In [1]:
%matplotlib inline
import numpy as np
import matplotlib.pyplot as plt
import pandas as pd
from IPython.display import display

In [2]:
# Linear Regression over Boston Housing Dataset

In [3]:
# load Boston Housing dataset - goal, predict median home value (circa 1970)
from sklearn.datasets import load_boston
boston = load_boston()

In [4]:
# generate the training and test sets
from sklearn.model_selection import train_test_split
X_train, X_test, y_train, y_test = train_test_split(boston.data, boston.target, random_state=0)

In [5]:
# import the package for Linear Regression
from sklearn.linear_model import LinearRegression

In [6]:
# create a Linear Regression model
lr = LinearRegression()
# fit the Linear Regression model to the training data
lr.fit(X_train, y_train)

LinearRegression(copy_X=True, fit_intercept=True, n_jobs=None, normalize=False)

In [8]:
# print the list of feature names for the boston data set
print(boston.feature_names)
# print the corresponding coefficient or "weight" for each input feature
# Note: the _ after the name of an attribute of a model, like "coef", means that the
# attribute is learned by the model, not entered as a parameter by the user
print("lr.coef_", lr.coef_)
# print the intercept
print("lr.intercept_", lr.intercept_)
print(max(lr.coef_), min(lr.coef_))

['CRIM' 'ZN' 'INDUS' 'CHAS' 'NOX' 'RM' 'AGE' 'DIS' 'RAD' 'TAX' 'PTRATIO'
 'B' 'LSTAT']
lr.coef_ [-1.17735289e-01  4.40174969e-02 -5.76814314e-03  2.39341594e+00
 -1.55894211e+01  3.76896770e+00 -7.03517828e-03 -1.43495641e+00
  2.40081086e-01 -1.12972810e-02 -9.85546732e-01  8.44443453e-03
 -4.99116797e-01]
lr.intercept_ 36.933255457118975
3.7689676985862004 -15.589421129396712


#### QUESTION: What do we observe that might be interesting when looking at the learned weights?

CRIM: Per capita crime rate by town
ZN: Proportion of residential land zoned for lots over 25,000 sq. ft
INDUS: Proportion of non-retail business acres per town
CHAS: Charles River dummy variable (= 1 if tract bounds river; 0 otherwise)
NOX: Nitric oxide concentration (parts per 10 million)
RM: Average number of rooms per dwelling
AGE: Proportion of owner-occupied units built prior to 1940
DIS: Weighted distances to five Boston employment centers
RAD: Index of accessibility to radial highways
TAX: Full-value property tax rate per $10,000
PTRATIO: Pupil-teacher ratio by town
B: 1000(Bk — 0.63)², where Bk is the proportion of [people of African American descent] by town
LSTAT: Percentage of lower status of the population

Q1: The positive coefficients of ZN, CHAS, RM, RAD and the negative coefficients of CRIM, INDUS, NOX, AGE, DIS, TAX, PTRATIO, and LSTAT make sense to me. Though I would not completely agree to the weigh of B, considering the weight of LSTAT, the weight of B can be explained. It is interesting to see that NOX affects the housing price the most (coeff. = -15.589)

In [9]:
# score our linear regression model against the training set
print("Training set score: {:.3f}".format(lr.score(X_train, y_train)))

Training set score: 0.770


In [10]:
# score our linear regression model against the test set
print("Test set score: {:.3f}".format(lr.score(X_test, y_test)))

Test set score: 0.635


#### QUESTION: How does this result compared to kNN?
Q2: Compared to the result of the kNN regressor with the best k value, the training score is a bit less, but close to the training score of kNN regressor (0.770 < 0.782).
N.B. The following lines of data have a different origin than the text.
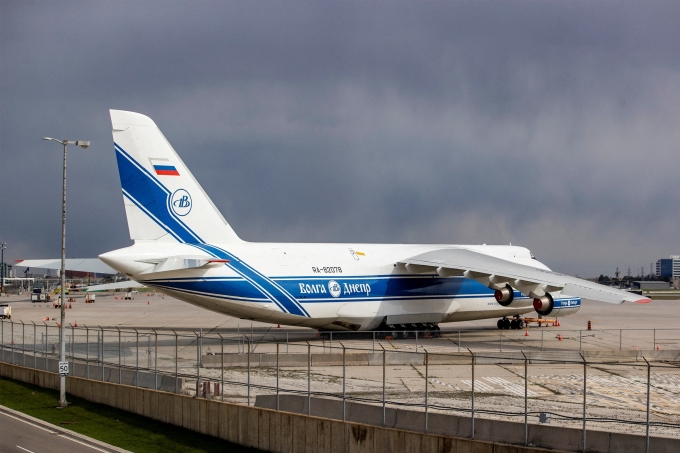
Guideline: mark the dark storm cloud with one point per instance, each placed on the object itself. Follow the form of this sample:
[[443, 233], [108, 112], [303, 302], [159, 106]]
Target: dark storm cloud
[[548, 124]]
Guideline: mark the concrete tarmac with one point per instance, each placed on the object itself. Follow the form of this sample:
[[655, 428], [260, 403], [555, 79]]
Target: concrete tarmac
[[153, 310]]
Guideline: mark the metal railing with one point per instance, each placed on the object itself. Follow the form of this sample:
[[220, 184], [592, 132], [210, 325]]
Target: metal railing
[[531, 382]]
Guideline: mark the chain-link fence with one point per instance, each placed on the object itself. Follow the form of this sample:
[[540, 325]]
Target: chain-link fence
[[437, 381]]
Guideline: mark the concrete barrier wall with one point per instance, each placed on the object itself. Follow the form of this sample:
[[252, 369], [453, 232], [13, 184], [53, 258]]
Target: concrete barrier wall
[[265, 429], [412, 358], [111, 373], [546, 436]]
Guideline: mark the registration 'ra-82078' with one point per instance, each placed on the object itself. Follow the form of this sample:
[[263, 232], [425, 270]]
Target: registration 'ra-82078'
[[327, 270]]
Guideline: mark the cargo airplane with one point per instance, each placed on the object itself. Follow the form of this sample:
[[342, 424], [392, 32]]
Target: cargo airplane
[[184, 247]]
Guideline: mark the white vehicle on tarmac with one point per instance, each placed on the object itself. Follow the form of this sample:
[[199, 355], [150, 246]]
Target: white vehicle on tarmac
[[5, 311]]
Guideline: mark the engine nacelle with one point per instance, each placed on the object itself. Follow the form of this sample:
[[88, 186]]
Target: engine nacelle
[[556, 307], [506, 298]]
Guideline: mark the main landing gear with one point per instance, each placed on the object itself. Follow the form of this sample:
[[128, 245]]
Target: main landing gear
[[516, 323], [425, 330]]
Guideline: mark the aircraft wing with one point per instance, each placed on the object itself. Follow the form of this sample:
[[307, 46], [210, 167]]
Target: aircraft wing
[[118, 285], [72, 264], [492, 271]]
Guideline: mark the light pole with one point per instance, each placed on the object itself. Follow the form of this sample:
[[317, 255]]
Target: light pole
[[3, 246], [62, 342]]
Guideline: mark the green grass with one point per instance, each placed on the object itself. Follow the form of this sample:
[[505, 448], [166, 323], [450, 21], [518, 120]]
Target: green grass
[[113, 426]]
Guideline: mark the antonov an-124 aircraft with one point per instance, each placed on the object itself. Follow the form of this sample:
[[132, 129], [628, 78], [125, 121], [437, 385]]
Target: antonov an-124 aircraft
[[184, 247]]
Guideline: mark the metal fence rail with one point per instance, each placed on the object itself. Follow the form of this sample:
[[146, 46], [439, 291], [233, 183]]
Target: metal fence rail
[[505, 379]]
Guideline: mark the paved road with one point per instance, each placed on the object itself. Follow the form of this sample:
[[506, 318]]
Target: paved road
[[23, 436]]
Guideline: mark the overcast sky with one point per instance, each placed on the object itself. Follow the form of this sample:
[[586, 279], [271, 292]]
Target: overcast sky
[[552, 125]]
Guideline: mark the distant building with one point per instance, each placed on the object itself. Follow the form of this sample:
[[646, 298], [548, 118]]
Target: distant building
[[668, 267]]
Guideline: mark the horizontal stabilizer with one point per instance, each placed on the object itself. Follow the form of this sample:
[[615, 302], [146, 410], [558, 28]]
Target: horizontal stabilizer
[[127, 284], [532, 281], [176, 263]]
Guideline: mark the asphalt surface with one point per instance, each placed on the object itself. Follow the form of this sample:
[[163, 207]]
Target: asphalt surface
[[20, 434]]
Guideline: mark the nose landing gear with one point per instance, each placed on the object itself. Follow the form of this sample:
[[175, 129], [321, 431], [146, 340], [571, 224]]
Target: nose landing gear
[[516, 323]]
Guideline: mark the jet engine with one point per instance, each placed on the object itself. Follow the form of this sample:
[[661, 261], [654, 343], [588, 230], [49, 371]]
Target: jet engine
[[505, 296], [547, 306]]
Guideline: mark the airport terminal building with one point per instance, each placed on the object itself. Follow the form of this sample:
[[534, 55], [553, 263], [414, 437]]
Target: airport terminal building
[[668, 267]]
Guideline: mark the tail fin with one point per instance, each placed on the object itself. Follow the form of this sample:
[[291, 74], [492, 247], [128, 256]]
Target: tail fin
[[163, 201]]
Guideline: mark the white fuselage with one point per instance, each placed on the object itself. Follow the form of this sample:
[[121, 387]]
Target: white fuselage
[[323, 286]]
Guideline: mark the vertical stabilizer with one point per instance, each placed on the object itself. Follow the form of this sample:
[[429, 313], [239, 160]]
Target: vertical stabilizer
[[163, 201]]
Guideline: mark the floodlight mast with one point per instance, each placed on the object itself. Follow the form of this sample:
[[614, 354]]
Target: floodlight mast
[[62, 340]]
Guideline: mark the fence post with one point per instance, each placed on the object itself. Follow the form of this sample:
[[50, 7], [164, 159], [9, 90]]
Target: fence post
[[198, 369], [277, 376], [155, 361], [526, 406], [649, 387], [248, 372], [176, 362], [73, 350], [137, 358], [102, 331], [46, 341], [120, 376], [459, 341], [542, 331], [384, 362], [585, 370], [35, 356], [23, 341], [343, 383], [427, 375], [87, 352], [472, 421]]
The testing score is greater for the linear regression model (0.635 > 0.510). ---> greater testing accuracy and less overfitting?

In [11]:
# OBSERVATION: Learning will not succeed if your input data does not represent enough
# information to generalize from.

In [12]:
# Approach One for improvement: extend our feature set
# Take the raw data in the Boston Housing Dataset and engineer a new dataset that includes
# not just the originally collected features but also all products of all features
# This lets the model take into account the interactions between features

In [13]:
# Reminder: original dataset has 506 examples, 13 features per example
boston.data.shape

(506, 13)

In [14]:
# Construct expanded feature set
from sklearn.preprocessing import MinMaxScaler, PolynomialFeatures
expandedFeatures = MinMaxScaler().fit_transform(boston.data)
expandedFeatures = PolynomialFeatures(degree=2, include_bias=False).fit_transform(expandedFeatures)

In [15]:
# new feature set has 13 original features + 91 possible combinations of two features (with replacements)
expandedFeatures.shape

(506, 104)

In [8]:
boston.target.shape

(506,)

In [16]:
# Create a new training and test set
X_train, X_test, y_train, y_test = train_test_split(expandedFeatures, boston.target, random_state=0)

In [17]:
# Create and fit a Linear Regression model to this data
lr = LinearRegression()
lr.fit(X_train, y_train)

LinearRegression(copy_X=True, fit_intercept=True, n_jobs=None, normalize=False)

In [18]:
# score our linear regression model against the training set and test set
print("Training set score: {:.3f}".format(lr.score(X_train, y_train)))
print("Test set score: {:.3f}".format(lr.score(X_test, y_test)))

Training set score: 0.952
Test set score: 0.607


#### QUESTION: Does our model learn better?
Q3: The training score has increased, so the model learned better with the extended features. However, the testing accuracy has decreased. 

In [19]:
# OBSERVATION: When there is a large discrepancy between the training set performance and the
# test set performance, it is a sign of overfitting - you are learning the training data well,
# to the detriment of generalizing to new examples.

In [20]:
# Approach Two for improvement: address overfitting by prefering models with small weights
# Ridge Regression
# A variation on Linear Regression, Ridge Regression learns weights for each feature that
# both predict the training data but also are as close to zero as possible.
# Controlling the weight values = regularization
# Restricting a model in this way can often address overfitting.

In [21]:
# import Ridge Regression
from sklearn.linear_model import Ridge

In [22]:
# Create the Ridge Regression model and fit it to the data
ridge = Ridge();
ridge.fit(X_train, y_train)

Ridge(alpha=1.0, copy_X=True, fit_intercept=True, max_iter=None,
      normalize=False, random_state=None, solver='auto', tol=0.001)

In [23]:
# score our ridge regression model against the training set and test set
print("Training set score: {:.3f}".format(ridge.score(X_train, y_train)))
print("Test set score: {:.3f}".format(ridge.score(X_test, y_test)))

Training set score: 0.886
Test set score: 0.753


In [24]:
# inspect the learned weights for the linear regression model
print("lr.coef_", lr.coef_)
print("largest weight: ", max(lr.coef_))
print("smallest weight: ", min(lr.coef_))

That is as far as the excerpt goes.